The index calculation for a periodic boundary condition requires an integer remainder operation, and the performance is degraded through this operation because the instruction on Xeon Phi processors is extremely slow compared with that of the Xeon CPU. When a field size has a power of 2, we can replace this operation with a logical AND instruction. The KNC performance of a stencil computation with a remainder operation is only 65% of that with a logical AND instruction for a masking operation. With explicit vectorization, they apply a table lookup instead of a remainder operation to avoid limiting the size to a power of 2. This method is slower than a logical AND, but is still faster than using a remainder operation.
The multiplication of complex values can be simplified within the stencil computation using intrinsics because one of the operands is a constant value of (0, −i). The vectorization performance on the KNC is degraded when the multiplication of complex variables is needed because it must be separately executed for the real and imaginary parts.

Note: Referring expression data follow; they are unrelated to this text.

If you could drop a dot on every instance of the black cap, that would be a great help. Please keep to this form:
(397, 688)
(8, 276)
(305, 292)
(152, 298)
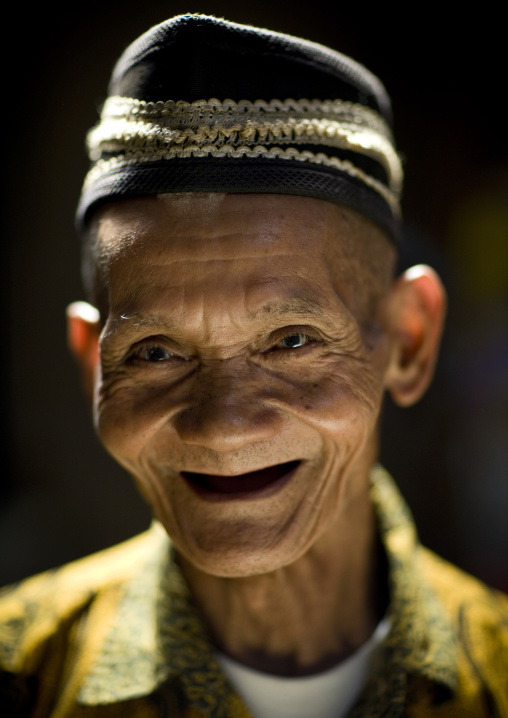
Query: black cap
(199, 104)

The multiplication can be replaced with a twostep operation.
(1) Swap a real part for an imaginary part using a _mm512_shuffle_epi32 instruction. (2) Flip the sign bit of an imaginary part with a _mm512_xor_si512 instruction.
KNC performance results
In a KNC accelerator card, the stencil code optimization with explicit vectorization using a 512-bit SIMD instruction achieves a performance approximately 7.3 times better (212.2 GFLOPS) than the original code (29.0 GFLOPS), and the KNC was approximately two times faster than a socket CPU with an Ivy-Bridge architecture (106.9 GFLOPS). For the entire code, we can apply the Symmetric mode to combine the CPU and KNC resources together for a higher aggregated performance on each node, where the performance of the system is greatly enhanced under strong scaling. When compared with the same number of computing nodes, the KNC performed approximately 1.45 times better when compared to the CPU, and the performance of the Symmetric mode was approximately 2.16 times better than the CPU-only execution when maintaining the load balance between the CPU and KNC. Based on these results, we enhanced the code and evaluated the performance on KNL.
INTEL KNIGHTS LANDING 4.1 Architecture
KNL is Intel's latest many-core processor, known as Xeon Phi (ManyIntegrated Core architecture, or MIC), following KNC. This section explains the important change from KNC. [12] provides more detailed information.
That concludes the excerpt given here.